Reversibility in nucleocytoplasmic transport

Abstract

Nucleocytoplasmic exchange of proteins and RNAs is mediated by receptors that usher their cargo through the nuclear pores. Peptide localization signals on each cargo determine the receptors with which it will interact. Those interactions are normally regulated by the small GTPase Ran. Hydrolysis of GTP provides the chemical energy required to create a bona fide thermodynamic pump that selectively and directionally accumulates its substrates across the nuclear envelope. A common perception is that cargo delivery is irreversible, e.g., a protein imported to the nucleus does not return to the cytoplasm except perhaps via a specific export receptor. Quantitative measurements using cell-free nuclei reconstituted in Xenopus egg extract show that nuclear accumulation follows first-order kinetics and reaches steady state at a level that follows a Michaelis-Menten function of the cytoplasmic cargo concentration.
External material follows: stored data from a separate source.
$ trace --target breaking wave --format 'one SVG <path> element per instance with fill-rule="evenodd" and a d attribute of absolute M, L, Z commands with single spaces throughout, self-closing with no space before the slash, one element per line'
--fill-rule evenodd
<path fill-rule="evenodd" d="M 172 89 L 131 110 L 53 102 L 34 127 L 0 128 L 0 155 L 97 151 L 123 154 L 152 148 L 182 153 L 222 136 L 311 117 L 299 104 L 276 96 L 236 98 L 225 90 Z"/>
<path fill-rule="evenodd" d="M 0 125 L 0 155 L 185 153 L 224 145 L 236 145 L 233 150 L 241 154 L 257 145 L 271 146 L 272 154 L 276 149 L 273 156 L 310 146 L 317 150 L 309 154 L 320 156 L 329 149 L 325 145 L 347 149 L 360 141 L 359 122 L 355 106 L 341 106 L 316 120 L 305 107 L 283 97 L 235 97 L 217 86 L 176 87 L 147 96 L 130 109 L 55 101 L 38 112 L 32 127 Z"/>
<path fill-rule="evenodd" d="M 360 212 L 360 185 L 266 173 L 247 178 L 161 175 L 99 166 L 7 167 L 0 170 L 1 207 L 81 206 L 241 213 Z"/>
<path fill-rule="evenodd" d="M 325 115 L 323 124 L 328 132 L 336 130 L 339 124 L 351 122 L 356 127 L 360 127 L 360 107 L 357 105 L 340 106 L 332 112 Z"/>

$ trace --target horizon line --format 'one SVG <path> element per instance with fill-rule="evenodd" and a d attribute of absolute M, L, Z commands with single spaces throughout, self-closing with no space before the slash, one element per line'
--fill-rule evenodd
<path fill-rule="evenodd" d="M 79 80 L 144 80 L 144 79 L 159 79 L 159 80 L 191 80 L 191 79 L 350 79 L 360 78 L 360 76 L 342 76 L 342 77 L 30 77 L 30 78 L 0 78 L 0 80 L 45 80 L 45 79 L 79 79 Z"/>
This saturation suggests that receptor-mediated translocation across the nuclear pore occurs bidirectionally. The reversibility of accumulation was demonstrated directly by exchange of the cytosolic medium and by fluorescence recovery after photobleaching. Based on our results, we offer a simple biophysical model that predicts the observed behavior. A far-reaching consequence is that the nuclear localization signal dictates the fate of a protein population rather than that of the individual molecules that bear it, which remain free to shuttle back and forth. This implies an open communication between the nucleus and cytoplasm and a ubiquitous mechanism for signaling in both directions.